I’ve read Joel Spolsky for years, and he never ceases to amaze me that there are really people out in the world who get it. The dot com boom may have come and gone, but there are plenty of us IT guys who would love to do something great in a worthwhile environment, but are mired in the “cheap” majority of business, just like the architects near the end of Joel’s latest article on finding new office space. And read that section carefully, it’s an excellent circular reference back to getting results from professionals by helping them out of the mundane.
There will be a reception area with a dry creek of stones and pebbles and plants that will make a great first impression on our guests. There will be a big lunchroom, because we all eat together, as well as a coffee bar, a lounge, a 180-gallon saltwater aquarium, the aforementioned shower, a library with reclining chairs for naps, two private meeting rooms, 20 private offices for programmers, 23 adjustable-height workstations for everyone else, Wi-Fi, a big screen for movies and video games, and enough glass to build the world’s largest ant farm. We will have some room to grow, finally. And in two years, if all goes well, it will be too small for us.
I’d almost become a programmer just for that!

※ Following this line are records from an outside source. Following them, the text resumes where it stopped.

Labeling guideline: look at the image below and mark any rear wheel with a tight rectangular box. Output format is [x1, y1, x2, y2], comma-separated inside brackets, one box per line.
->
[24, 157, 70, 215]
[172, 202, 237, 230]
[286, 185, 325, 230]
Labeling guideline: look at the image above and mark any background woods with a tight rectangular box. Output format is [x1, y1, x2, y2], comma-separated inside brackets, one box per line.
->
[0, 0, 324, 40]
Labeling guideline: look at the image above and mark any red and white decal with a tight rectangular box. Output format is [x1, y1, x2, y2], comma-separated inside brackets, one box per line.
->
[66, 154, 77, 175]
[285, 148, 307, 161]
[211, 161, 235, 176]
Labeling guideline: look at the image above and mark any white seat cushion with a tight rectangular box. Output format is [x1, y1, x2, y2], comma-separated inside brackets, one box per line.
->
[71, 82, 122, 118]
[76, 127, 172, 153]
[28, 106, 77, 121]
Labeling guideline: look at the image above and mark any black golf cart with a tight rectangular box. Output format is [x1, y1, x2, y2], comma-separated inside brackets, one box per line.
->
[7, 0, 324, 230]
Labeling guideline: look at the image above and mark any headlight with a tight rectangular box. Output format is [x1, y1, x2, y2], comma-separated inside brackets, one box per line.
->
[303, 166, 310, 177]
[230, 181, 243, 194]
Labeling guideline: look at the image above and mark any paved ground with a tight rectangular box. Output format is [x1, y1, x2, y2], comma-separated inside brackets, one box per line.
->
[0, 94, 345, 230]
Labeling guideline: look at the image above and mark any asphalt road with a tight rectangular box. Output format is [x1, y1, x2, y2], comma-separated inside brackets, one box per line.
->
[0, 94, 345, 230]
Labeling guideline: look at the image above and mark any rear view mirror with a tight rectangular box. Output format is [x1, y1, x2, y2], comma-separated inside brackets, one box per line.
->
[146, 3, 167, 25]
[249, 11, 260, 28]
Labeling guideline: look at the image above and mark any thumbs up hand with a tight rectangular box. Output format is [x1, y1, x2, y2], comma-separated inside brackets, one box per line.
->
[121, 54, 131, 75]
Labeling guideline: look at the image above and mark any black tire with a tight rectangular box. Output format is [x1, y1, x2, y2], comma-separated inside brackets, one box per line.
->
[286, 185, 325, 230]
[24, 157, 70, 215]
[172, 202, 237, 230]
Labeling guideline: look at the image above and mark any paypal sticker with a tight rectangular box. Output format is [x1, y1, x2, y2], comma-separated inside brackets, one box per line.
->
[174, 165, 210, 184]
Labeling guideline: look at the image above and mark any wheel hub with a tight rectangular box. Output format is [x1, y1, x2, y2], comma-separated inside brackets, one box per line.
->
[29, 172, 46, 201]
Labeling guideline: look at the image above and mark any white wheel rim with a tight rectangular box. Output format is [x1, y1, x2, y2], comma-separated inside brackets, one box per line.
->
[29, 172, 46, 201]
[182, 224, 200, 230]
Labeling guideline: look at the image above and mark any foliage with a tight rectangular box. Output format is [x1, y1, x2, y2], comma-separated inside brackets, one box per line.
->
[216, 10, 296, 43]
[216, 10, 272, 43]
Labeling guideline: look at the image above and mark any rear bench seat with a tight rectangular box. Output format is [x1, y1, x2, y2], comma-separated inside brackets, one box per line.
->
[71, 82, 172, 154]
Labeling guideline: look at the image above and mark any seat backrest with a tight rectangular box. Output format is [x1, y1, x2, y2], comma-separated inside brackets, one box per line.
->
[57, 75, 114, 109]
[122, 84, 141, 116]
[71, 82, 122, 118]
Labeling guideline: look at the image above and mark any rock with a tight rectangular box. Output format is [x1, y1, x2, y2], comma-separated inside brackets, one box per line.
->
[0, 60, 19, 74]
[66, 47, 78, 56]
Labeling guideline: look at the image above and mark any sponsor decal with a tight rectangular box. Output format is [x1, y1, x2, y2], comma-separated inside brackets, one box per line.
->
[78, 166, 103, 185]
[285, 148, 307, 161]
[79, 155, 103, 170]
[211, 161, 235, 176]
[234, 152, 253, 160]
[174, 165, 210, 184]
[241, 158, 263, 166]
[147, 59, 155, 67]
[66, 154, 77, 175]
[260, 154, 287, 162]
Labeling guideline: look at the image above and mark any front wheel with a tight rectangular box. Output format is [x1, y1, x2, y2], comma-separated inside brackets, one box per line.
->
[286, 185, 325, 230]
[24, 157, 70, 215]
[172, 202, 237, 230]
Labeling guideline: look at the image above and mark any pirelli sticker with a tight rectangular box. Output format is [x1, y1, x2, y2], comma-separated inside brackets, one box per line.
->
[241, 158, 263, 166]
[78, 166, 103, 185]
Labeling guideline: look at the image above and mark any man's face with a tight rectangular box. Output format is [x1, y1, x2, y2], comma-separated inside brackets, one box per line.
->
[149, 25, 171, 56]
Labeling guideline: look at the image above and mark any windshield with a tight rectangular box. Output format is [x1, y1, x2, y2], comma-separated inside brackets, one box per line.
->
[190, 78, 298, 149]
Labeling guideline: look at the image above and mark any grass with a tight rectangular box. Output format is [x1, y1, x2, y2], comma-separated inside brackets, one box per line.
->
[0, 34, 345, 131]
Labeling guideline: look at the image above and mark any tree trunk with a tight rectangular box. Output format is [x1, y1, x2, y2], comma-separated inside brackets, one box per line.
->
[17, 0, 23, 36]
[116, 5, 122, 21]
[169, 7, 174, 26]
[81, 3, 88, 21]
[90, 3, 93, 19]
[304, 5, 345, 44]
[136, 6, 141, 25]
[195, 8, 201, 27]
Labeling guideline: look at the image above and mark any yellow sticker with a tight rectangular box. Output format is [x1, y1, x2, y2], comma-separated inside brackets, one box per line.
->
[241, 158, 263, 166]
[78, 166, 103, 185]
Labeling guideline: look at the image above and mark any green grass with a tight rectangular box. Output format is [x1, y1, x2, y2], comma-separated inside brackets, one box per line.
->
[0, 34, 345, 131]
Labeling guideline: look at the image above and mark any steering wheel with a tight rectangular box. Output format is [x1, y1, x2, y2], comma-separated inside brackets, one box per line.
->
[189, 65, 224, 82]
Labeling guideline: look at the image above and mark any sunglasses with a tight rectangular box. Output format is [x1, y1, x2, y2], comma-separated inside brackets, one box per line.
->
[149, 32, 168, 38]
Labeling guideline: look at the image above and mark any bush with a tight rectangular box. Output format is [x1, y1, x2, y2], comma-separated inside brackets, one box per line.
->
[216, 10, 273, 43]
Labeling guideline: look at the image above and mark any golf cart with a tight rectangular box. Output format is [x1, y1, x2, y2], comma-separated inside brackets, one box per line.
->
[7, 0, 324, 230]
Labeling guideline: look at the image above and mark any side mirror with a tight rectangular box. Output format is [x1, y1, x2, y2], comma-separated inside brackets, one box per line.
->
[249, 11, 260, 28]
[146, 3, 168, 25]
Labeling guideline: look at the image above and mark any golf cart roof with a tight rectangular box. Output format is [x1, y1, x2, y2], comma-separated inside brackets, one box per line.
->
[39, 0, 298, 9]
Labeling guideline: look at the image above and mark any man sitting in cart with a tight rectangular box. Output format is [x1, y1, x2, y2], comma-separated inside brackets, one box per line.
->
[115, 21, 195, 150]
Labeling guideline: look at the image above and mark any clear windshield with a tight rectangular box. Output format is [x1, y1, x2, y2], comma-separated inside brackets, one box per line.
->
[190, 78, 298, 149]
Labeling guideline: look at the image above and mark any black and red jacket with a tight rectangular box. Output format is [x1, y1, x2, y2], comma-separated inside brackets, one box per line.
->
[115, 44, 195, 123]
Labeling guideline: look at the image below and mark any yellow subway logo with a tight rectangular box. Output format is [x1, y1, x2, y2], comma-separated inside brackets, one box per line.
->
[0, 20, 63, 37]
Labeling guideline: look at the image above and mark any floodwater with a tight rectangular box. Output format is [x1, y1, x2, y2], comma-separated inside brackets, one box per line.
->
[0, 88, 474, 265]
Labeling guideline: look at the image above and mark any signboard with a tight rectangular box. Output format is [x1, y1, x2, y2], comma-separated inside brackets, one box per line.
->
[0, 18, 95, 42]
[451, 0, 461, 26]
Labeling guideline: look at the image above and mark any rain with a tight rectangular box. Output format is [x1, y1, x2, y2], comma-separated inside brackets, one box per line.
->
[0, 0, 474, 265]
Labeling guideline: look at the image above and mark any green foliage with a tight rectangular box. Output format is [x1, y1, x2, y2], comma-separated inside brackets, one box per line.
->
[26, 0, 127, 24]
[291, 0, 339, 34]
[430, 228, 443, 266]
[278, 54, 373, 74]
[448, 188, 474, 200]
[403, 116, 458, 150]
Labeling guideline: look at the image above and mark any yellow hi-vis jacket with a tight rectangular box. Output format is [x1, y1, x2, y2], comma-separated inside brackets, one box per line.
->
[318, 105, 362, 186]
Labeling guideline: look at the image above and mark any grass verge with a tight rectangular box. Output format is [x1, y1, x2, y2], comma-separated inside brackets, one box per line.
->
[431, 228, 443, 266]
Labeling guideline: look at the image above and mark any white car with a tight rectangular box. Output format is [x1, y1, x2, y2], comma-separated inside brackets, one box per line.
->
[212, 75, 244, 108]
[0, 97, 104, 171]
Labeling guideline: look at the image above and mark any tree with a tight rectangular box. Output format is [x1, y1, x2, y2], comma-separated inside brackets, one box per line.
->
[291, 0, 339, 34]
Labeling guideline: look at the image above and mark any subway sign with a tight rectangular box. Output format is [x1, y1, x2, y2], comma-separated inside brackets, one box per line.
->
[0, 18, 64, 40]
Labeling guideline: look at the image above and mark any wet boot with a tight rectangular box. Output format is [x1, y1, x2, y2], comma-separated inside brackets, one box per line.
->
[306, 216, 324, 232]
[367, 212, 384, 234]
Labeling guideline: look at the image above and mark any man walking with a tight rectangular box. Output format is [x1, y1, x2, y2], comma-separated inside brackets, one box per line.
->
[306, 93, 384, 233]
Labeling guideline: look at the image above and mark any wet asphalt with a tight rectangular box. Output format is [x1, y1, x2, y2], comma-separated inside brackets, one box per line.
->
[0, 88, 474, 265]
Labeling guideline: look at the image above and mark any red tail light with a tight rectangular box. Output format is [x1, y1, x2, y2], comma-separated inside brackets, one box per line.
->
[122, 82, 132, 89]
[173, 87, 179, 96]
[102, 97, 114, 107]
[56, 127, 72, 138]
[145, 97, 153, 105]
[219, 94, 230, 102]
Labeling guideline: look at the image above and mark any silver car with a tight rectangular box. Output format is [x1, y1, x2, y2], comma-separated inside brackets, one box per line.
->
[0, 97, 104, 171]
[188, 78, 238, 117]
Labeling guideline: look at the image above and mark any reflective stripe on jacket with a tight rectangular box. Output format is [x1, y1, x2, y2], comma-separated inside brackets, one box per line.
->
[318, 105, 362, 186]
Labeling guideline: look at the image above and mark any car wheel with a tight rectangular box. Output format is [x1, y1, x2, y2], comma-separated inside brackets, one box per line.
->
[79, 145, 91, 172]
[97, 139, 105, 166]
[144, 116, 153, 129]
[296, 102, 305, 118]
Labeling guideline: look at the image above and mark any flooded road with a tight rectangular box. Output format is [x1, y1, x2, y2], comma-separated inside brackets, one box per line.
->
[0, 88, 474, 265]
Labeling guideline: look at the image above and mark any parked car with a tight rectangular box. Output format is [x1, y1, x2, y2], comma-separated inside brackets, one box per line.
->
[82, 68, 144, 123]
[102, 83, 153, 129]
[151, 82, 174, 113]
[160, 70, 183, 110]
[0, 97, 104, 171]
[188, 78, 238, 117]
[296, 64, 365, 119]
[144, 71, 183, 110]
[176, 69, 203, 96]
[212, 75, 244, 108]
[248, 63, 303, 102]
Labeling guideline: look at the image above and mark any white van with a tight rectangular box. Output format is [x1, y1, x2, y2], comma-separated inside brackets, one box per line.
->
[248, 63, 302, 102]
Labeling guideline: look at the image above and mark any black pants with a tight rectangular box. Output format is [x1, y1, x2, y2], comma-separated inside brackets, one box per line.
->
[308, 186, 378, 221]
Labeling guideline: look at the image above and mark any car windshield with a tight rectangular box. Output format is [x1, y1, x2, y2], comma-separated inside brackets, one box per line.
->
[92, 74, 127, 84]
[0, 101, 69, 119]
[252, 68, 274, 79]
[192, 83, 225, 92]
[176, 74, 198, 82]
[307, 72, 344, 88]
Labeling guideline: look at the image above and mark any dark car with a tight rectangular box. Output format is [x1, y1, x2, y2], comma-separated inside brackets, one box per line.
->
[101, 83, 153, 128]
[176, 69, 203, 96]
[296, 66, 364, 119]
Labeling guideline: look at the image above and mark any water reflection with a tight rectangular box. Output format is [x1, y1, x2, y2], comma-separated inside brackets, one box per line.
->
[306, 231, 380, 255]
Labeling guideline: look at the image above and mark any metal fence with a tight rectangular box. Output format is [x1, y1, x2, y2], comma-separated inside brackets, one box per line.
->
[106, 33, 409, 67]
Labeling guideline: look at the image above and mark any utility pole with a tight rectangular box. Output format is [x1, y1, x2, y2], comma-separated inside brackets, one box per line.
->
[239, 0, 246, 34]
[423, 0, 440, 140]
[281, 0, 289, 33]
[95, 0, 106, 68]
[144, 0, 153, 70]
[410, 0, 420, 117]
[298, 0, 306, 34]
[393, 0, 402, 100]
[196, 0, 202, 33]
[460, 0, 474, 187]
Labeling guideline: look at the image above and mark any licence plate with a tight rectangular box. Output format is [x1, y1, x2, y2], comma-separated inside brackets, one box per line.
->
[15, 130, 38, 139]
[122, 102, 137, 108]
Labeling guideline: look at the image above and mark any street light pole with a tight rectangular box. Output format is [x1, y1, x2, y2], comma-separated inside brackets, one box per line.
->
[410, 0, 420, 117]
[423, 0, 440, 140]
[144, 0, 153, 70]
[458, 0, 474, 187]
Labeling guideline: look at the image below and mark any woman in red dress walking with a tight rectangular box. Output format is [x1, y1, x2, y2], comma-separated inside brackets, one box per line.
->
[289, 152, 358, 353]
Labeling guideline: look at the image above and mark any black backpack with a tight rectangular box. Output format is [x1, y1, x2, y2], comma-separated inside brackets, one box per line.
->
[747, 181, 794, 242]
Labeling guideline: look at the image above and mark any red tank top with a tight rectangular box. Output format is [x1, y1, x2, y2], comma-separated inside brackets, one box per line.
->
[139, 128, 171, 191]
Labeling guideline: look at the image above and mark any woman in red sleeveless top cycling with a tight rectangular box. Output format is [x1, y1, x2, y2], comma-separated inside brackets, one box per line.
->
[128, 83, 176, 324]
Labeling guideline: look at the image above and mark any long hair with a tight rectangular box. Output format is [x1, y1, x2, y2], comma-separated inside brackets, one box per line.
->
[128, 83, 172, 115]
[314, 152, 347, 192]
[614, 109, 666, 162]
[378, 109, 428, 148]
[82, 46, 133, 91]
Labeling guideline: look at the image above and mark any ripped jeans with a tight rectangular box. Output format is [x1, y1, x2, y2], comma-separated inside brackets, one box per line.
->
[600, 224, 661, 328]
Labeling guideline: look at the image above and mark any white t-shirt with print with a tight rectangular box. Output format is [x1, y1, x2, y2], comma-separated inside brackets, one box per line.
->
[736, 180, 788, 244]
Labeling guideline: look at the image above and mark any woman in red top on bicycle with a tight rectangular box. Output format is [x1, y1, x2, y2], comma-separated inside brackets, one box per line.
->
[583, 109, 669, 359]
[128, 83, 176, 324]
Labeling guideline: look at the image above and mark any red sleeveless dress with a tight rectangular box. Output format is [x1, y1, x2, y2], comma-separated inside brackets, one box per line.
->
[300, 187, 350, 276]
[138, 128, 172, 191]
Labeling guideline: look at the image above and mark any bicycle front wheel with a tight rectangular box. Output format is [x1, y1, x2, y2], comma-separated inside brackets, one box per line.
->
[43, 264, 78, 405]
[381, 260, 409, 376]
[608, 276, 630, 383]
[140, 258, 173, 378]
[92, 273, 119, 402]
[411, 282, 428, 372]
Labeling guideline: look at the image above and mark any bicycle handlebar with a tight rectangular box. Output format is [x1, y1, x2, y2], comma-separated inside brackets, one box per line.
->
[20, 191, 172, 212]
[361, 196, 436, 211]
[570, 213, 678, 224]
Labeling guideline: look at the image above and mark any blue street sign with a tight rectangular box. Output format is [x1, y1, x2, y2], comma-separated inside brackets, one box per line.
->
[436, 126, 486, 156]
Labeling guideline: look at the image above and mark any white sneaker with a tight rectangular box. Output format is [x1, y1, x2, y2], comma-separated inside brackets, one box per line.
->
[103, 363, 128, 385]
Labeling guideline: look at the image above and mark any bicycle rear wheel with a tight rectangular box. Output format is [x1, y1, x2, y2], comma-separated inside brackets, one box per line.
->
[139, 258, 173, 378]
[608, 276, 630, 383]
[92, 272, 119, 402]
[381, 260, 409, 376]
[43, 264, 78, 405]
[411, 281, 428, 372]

Yeah, I know, that sounds like a plush job where people can slack off and do no work. But that’s really not true, especially for the talent Fog Creek wants to attract. Besides, you put money into employees, you don’t try to wring them dry and put as little as humanly (or inhumanly) possible. Put money in, provide a creative atmosphere, get value out. I’m sure the costs of the employee amenities is a drop in the bucket compared to the value they’ve generated in return.